Al levantarse, y esperar a que el mocoso se reincorporara también, los tres se miraron con una sonrisa apenas visible. Existió un aire triunfal sobre Julio, pero en los otros chicos no parecían encontrarse los mismos sentimientos.

Al tiempo que Manuel intentó levantarse, se escuchó un llanto agudo e irritante. Cuando se puso de pie, y la lluvia limpió parte de su sucia cara, la sangre caía en cantidades preocupantes. Gran parte del rostro estaba lleno de rasguños, pero no era de aquí de donde salían aquellos chorros de sangre, sino más bien de los orificios de la nariz, en la cual se distinguía una ligera inclinación hacia su lado izquierdo. Quizá la he quebrado, pensó Julio con felicidad.

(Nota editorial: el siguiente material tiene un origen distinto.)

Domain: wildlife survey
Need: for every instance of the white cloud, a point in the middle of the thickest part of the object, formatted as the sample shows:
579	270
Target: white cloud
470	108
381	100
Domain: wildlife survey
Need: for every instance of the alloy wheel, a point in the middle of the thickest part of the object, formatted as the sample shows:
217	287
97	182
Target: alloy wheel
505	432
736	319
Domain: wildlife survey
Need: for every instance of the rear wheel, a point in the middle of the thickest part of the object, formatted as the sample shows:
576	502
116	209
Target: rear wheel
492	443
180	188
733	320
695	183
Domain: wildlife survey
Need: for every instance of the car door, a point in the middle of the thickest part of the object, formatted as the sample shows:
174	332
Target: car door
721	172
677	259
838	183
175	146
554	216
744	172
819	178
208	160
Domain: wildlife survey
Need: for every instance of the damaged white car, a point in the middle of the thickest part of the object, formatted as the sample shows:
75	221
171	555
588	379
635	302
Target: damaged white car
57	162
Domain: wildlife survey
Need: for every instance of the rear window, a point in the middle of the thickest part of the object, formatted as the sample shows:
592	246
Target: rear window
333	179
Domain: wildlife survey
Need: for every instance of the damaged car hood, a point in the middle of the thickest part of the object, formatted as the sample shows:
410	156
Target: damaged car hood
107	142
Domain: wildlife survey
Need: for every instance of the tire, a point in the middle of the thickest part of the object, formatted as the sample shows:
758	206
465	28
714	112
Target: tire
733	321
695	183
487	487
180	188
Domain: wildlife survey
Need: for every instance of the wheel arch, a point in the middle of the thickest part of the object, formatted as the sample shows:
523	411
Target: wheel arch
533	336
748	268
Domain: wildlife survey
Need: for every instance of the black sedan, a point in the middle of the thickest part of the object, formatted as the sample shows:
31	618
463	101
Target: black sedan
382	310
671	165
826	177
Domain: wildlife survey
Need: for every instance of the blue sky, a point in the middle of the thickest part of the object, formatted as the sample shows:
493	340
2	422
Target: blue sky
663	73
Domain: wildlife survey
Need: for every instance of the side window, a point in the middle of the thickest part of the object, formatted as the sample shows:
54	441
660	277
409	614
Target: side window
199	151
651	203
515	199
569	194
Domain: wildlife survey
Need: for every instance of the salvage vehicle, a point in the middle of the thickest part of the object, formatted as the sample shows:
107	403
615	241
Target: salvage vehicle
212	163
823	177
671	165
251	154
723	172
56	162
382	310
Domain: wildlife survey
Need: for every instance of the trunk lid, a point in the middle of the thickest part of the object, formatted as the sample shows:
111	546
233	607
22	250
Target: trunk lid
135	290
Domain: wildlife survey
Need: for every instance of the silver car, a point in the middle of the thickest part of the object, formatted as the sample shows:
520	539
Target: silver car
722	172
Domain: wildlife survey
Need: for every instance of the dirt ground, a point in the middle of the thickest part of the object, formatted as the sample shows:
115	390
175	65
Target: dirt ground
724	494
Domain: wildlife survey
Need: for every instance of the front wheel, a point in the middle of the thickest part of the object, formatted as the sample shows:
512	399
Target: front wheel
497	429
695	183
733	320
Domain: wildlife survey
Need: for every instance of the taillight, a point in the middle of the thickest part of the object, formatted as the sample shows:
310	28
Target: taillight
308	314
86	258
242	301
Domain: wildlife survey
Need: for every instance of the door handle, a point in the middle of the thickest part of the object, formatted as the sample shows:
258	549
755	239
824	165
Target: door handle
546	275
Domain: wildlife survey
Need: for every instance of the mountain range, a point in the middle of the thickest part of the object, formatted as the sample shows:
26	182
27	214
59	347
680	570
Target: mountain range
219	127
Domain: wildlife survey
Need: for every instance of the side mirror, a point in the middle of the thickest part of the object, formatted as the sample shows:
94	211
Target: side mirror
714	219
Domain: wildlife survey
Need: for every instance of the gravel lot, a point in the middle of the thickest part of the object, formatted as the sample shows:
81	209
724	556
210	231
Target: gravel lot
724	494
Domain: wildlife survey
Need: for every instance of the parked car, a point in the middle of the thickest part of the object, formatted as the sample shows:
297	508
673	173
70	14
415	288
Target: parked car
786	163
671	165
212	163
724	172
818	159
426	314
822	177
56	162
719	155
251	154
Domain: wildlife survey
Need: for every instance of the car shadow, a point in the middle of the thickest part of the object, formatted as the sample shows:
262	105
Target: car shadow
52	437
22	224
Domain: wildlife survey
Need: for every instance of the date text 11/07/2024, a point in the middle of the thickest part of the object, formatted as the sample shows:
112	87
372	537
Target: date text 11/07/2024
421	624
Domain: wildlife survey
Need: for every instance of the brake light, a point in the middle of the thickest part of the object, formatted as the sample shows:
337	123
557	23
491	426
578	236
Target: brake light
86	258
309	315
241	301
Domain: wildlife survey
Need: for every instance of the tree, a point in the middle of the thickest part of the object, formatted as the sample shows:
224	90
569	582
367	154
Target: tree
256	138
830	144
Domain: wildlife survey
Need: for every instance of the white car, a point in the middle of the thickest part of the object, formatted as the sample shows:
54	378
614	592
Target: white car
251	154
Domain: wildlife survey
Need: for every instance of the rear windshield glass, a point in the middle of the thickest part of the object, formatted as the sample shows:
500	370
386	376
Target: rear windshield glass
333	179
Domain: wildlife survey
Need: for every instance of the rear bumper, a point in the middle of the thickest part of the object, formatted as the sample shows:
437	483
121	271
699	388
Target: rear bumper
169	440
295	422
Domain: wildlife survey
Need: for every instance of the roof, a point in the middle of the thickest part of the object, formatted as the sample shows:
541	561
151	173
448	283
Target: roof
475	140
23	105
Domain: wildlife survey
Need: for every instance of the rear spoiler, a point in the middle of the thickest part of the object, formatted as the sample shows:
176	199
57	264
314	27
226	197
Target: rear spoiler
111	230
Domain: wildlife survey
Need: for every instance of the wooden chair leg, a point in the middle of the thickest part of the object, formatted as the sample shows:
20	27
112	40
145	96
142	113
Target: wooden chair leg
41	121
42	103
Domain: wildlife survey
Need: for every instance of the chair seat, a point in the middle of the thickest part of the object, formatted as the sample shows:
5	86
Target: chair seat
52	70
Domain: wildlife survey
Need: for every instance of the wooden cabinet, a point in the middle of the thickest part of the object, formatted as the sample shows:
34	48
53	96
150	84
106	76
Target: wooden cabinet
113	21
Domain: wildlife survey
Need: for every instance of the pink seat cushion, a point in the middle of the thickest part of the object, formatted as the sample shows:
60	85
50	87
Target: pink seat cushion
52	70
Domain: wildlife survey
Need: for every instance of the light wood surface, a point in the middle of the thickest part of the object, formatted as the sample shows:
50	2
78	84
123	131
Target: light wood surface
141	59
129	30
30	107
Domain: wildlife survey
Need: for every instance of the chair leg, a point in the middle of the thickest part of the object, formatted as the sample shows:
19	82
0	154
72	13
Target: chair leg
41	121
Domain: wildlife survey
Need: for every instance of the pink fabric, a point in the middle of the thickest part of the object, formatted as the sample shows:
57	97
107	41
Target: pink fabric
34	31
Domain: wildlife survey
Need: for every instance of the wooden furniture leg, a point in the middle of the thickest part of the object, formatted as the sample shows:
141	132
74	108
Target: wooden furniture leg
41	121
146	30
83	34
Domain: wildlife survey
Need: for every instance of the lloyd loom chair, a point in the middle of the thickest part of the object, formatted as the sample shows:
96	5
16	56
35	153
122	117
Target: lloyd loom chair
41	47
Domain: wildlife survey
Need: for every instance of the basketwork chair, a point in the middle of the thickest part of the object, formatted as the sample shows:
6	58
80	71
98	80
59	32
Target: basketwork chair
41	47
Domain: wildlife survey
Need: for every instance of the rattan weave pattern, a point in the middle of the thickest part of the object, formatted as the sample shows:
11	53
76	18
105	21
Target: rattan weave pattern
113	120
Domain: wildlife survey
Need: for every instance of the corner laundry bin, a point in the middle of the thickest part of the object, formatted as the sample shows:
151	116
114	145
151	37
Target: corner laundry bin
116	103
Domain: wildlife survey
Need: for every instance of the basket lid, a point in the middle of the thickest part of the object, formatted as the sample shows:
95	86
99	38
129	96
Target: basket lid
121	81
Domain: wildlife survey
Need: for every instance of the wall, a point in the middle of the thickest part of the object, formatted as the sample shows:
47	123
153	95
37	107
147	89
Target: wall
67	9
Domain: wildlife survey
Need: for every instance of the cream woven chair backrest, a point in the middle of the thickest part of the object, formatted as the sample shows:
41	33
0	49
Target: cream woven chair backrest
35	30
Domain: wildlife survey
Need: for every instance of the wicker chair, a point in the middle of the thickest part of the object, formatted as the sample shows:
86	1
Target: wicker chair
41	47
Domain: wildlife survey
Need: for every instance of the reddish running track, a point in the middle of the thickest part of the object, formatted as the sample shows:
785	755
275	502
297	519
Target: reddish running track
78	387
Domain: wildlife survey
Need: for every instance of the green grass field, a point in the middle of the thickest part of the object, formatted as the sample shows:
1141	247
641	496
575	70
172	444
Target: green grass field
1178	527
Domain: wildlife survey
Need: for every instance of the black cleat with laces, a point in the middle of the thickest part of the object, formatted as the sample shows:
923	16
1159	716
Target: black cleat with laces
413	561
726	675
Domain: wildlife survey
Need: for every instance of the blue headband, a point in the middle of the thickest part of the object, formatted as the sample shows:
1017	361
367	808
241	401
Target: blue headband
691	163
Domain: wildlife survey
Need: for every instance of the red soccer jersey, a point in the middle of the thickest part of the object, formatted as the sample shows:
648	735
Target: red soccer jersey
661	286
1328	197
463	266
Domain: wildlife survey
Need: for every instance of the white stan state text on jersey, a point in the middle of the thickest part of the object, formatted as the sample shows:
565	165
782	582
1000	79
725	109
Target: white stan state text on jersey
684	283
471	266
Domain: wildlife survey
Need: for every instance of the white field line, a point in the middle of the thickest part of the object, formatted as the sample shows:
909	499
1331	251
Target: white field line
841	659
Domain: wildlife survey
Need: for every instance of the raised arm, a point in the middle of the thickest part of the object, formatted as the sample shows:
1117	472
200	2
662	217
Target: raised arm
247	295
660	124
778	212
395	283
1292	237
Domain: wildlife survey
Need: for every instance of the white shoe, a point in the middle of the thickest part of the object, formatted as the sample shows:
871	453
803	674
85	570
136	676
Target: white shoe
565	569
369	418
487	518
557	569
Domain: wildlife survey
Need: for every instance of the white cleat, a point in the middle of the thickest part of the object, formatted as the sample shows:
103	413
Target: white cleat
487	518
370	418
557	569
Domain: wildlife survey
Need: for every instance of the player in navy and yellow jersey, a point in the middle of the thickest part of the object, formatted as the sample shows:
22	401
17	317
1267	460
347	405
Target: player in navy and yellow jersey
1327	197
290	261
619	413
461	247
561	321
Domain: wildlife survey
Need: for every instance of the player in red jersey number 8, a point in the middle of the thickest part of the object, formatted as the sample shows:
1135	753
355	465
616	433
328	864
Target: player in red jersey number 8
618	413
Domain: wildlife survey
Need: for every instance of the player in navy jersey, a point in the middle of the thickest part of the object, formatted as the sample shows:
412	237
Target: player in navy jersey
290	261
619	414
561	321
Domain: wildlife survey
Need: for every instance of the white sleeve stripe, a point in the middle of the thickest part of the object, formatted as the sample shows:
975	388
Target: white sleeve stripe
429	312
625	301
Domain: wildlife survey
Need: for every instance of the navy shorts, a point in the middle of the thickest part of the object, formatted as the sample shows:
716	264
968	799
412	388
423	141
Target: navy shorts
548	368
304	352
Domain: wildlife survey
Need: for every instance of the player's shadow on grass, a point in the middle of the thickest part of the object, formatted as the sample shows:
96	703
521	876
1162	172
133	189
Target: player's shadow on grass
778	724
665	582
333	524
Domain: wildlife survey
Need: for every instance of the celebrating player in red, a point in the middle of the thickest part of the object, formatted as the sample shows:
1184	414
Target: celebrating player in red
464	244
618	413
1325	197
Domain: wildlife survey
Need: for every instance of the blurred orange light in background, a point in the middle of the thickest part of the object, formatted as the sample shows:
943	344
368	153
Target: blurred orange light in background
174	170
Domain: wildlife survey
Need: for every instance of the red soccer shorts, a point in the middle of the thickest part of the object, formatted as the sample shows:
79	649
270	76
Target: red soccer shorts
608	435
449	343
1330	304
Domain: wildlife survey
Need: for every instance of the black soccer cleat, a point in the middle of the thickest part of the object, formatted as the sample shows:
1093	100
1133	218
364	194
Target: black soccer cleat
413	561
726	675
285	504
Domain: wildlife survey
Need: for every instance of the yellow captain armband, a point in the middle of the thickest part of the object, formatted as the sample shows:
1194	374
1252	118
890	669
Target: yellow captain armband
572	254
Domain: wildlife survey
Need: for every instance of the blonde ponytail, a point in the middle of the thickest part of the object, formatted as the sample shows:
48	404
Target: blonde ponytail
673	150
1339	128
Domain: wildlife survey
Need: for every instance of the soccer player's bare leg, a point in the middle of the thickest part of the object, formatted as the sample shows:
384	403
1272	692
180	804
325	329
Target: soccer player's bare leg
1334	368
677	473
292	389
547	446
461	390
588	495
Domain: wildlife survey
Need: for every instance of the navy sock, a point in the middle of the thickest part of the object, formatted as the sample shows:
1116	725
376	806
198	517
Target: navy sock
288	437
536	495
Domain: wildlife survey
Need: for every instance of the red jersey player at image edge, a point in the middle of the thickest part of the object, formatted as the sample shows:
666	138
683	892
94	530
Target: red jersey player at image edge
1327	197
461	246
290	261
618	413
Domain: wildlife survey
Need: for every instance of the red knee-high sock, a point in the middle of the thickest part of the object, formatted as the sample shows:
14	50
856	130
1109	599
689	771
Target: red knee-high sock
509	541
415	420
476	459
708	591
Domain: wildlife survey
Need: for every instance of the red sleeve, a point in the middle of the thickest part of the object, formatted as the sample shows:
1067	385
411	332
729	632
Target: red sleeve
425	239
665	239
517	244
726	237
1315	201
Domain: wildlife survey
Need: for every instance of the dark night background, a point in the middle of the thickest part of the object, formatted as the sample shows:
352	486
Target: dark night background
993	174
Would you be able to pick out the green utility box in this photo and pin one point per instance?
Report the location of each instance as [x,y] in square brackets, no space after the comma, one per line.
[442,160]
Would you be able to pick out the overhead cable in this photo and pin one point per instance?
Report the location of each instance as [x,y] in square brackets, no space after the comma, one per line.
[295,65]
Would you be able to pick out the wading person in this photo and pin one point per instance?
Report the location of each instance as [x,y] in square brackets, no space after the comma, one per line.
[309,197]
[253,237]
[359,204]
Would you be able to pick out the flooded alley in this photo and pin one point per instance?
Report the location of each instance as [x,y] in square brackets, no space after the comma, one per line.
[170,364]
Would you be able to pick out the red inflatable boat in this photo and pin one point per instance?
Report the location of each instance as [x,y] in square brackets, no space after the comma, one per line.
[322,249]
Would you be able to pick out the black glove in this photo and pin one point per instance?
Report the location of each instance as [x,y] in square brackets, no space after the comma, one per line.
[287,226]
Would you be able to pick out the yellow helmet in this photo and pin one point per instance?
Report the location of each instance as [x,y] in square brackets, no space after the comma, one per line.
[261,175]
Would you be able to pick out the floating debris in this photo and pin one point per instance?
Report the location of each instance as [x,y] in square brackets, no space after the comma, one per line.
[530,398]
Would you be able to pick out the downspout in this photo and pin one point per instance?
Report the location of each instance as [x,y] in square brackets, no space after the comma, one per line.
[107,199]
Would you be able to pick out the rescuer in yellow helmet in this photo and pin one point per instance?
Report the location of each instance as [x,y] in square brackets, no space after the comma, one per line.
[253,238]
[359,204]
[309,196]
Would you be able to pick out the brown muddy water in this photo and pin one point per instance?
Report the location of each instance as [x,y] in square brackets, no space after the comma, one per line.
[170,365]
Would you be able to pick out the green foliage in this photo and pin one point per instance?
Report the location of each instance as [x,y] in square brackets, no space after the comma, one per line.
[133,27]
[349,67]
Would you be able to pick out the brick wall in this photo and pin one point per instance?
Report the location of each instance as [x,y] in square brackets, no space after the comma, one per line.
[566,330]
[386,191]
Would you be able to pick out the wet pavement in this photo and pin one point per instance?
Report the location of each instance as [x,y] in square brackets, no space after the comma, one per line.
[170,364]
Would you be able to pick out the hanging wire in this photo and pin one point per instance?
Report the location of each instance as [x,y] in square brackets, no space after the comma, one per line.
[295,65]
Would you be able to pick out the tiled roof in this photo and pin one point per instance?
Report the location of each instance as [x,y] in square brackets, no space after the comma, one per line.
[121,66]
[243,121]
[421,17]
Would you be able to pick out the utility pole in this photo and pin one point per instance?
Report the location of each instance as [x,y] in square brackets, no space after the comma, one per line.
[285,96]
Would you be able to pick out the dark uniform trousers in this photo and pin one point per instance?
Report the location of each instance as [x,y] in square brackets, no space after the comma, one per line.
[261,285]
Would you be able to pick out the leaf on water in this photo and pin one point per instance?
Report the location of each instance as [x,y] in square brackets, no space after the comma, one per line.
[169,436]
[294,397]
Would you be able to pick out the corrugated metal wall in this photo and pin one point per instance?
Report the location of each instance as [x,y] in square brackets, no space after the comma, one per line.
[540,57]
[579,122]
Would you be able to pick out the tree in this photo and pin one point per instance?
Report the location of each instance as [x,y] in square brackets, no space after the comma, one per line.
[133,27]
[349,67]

El silencio parecía ser aún más letal que los golpes que recibió. El dolor estaba presente, y el miedo lo anclaba al suelo. Quiso correr, pero por las miradas hostigantes no pudo. Lloró, eso sí lo pudo hacer el maldito cobarde.

Luego de haber separado su mirada de la de ellos, se armó de valor y salió corriendo. Para su fortuna nadie lo siguió. Julio se limitó a levantar ambos brazos para impedir que Ricardo y Juan fueran a detenerlo, pero ninguno parecía tener esta intención en mente, al menos Ricardo pareció dudar, pero al final tranquilizó esa ira que ya había sido expulsada gracias a los actos de Julio.

La primera lección y no creo que haya entendido aún. Requiere otra más, y si vuelve a llorar, se necesitará una más. Mi madre sigue igual después de años de lecciones, no debo sorprenderme si él no entiende a la primera, se dijo, y a su vez lo golpeaba la lluvia con suavidad. Esta ya comenzaba a menguar, y apenas y se percató de su existencia. Estaba parado sobre un enorme charco, el cual no creía que se encontrara ahí hasta ese momento en el que la rabia, mezclada con la excitación, dejó de supurar.

La razón comenzaba a asomarse con bastante timidez.